We're a Windows 7 Enterprise (32-bit) SP1 shop running Office 2007 SP2 and when copying text from PDF's & pasting them anywhere (a web application, Word, Outlook etc), the pasted text is not in the original copied language but rather random English letters & characters.
I'm working with a handful of PDF's in various languages (English, Japanese, Chinese, Korean and Russian). Most, if not all, PDF's have English on the first 2-3 pages then the rest of the document is in the foreign language. All PDF's appear to have been OCR'd to some degree since I can select text in the PDF:
- On the English pages I can select, copy & paste the English text & numbers etc without issue.
- On the pages with the foreign languages, I can select, copy & paste the English text, numbers & characters (like !, &, $ etc) without issue.
- On the pages with the foreign languages, I can select & copy the foreign language (words or characters in the case of Asian languages), but the copied text, as seen in the clipboard or when pasting, is incorrect.
Following item three above: When copying sections of the document in the foreign language (be it one or more words, characters, or sentences etc), the pasted text is in random English characters, not the original copied language. For example:
We copy this Japanese text from the PDF: これは私のテストです
We paste it we'll get this text instead: XAM E§ 1& OD Tz.Q C AtIl.aztrl 2
In fact, when we repeat the process & open an Office application to view the clipboard, it too reflects that: random characters, letters & numbers
We've tried using Reader X (10.1.0) & XI (11.0.0) with & without the Japanese Font Packs (X, XI), as well as Nuance PDF Converter Enterprise 7.0 & 8.1.1 to open the documents but the result is the same.

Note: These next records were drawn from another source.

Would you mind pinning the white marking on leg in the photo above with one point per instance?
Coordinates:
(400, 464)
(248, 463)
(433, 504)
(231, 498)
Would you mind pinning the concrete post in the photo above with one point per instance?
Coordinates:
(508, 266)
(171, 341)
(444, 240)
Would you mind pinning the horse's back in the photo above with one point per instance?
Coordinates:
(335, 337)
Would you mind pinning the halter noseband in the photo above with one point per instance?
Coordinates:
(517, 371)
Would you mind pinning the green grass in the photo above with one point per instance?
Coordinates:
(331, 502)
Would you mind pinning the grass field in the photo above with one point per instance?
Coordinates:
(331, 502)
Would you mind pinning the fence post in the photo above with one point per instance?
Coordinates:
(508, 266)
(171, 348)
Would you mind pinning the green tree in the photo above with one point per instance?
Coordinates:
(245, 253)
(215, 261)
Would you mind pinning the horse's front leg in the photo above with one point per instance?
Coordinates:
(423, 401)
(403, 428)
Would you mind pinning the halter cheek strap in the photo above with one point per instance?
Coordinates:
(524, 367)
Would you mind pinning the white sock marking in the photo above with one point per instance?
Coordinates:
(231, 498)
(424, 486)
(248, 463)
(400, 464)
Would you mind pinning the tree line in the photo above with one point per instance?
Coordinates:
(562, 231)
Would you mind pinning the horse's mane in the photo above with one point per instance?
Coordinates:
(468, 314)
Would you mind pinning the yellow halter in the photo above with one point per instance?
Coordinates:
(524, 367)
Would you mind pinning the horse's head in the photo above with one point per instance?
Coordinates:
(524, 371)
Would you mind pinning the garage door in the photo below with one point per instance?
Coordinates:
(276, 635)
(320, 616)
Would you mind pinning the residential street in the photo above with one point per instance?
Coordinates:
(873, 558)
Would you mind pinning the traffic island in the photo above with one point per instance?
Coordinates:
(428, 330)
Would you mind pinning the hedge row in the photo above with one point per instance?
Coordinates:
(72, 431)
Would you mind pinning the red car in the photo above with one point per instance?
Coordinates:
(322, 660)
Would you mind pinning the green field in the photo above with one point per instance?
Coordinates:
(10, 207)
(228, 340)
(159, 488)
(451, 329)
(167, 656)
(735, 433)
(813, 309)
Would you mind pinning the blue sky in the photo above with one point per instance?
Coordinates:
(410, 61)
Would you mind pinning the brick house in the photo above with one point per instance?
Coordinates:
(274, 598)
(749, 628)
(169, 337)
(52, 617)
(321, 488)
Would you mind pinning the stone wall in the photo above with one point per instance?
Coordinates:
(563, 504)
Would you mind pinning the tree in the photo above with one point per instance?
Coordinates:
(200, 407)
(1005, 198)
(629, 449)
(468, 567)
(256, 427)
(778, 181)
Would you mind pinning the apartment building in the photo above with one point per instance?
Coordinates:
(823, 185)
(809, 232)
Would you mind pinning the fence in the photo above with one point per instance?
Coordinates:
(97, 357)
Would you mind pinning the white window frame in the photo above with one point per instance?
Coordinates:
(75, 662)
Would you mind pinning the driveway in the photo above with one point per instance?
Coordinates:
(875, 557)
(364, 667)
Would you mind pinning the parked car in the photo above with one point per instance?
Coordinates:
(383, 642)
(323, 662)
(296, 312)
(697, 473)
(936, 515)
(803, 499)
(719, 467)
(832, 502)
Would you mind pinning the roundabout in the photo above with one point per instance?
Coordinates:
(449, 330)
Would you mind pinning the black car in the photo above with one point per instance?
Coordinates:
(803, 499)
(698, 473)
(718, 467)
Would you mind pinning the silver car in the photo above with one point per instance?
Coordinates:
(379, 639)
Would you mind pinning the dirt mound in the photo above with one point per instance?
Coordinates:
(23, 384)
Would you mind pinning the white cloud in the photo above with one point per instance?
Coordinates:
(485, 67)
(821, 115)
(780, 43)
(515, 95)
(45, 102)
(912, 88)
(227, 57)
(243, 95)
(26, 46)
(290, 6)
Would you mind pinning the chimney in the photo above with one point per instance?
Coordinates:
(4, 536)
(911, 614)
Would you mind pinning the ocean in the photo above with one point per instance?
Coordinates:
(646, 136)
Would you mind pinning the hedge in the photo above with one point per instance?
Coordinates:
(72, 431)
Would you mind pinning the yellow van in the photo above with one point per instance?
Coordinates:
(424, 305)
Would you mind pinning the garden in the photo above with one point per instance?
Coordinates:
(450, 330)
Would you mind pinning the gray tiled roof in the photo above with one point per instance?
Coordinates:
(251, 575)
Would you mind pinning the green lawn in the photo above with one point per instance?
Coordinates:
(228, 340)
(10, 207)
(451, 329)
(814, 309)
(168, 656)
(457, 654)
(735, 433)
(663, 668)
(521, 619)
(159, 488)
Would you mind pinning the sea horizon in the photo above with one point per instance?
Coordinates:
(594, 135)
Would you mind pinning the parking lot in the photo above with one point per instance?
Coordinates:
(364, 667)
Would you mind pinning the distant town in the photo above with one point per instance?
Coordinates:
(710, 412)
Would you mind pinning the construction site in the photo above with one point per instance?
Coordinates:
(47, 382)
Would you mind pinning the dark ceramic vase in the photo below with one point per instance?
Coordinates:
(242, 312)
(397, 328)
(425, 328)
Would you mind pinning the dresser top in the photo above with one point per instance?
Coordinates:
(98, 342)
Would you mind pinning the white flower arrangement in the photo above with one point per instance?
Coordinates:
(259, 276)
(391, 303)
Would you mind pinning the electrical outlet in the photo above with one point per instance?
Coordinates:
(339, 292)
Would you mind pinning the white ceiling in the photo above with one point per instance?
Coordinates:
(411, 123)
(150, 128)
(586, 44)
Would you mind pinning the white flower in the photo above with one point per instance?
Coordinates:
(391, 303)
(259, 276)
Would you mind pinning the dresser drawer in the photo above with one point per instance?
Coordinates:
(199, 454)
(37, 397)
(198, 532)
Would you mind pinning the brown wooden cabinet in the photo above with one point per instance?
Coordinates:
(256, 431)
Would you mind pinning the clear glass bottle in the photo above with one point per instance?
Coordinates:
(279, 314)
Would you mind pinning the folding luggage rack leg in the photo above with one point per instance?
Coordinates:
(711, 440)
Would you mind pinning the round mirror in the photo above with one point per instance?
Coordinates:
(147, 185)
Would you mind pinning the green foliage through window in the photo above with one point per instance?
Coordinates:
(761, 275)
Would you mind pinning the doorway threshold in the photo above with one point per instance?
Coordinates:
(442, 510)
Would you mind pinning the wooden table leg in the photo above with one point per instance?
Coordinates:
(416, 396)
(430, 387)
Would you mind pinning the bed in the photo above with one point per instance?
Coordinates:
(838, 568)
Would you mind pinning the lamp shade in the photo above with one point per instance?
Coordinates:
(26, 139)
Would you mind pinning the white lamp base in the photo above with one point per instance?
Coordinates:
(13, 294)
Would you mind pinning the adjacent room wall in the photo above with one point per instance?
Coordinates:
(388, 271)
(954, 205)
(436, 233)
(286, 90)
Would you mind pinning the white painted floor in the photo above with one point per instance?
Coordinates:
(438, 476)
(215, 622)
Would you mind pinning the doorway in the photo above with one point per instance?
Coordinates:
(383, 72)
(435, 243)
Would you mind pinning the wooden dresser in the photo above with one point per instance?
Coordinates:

After seeing these results a few times, we added the Japanese keyboard and enabled the language bar & switched the language in the application when copying (i.e.: Adobe, Nuance) as well as the language in the application we were pasting into (e.g.: Word, Internet Explorer etc). No change. I even went as far as adding the Japanese display language (Control Panel > Region & Language > Keyboards and Languages tab > Install/uninstall languages...) but that did not seem to help either.
Is this a problem unique to these PDF's?
Is this a Windows [configuration] problem?
Do we need something else in order to be able to do this?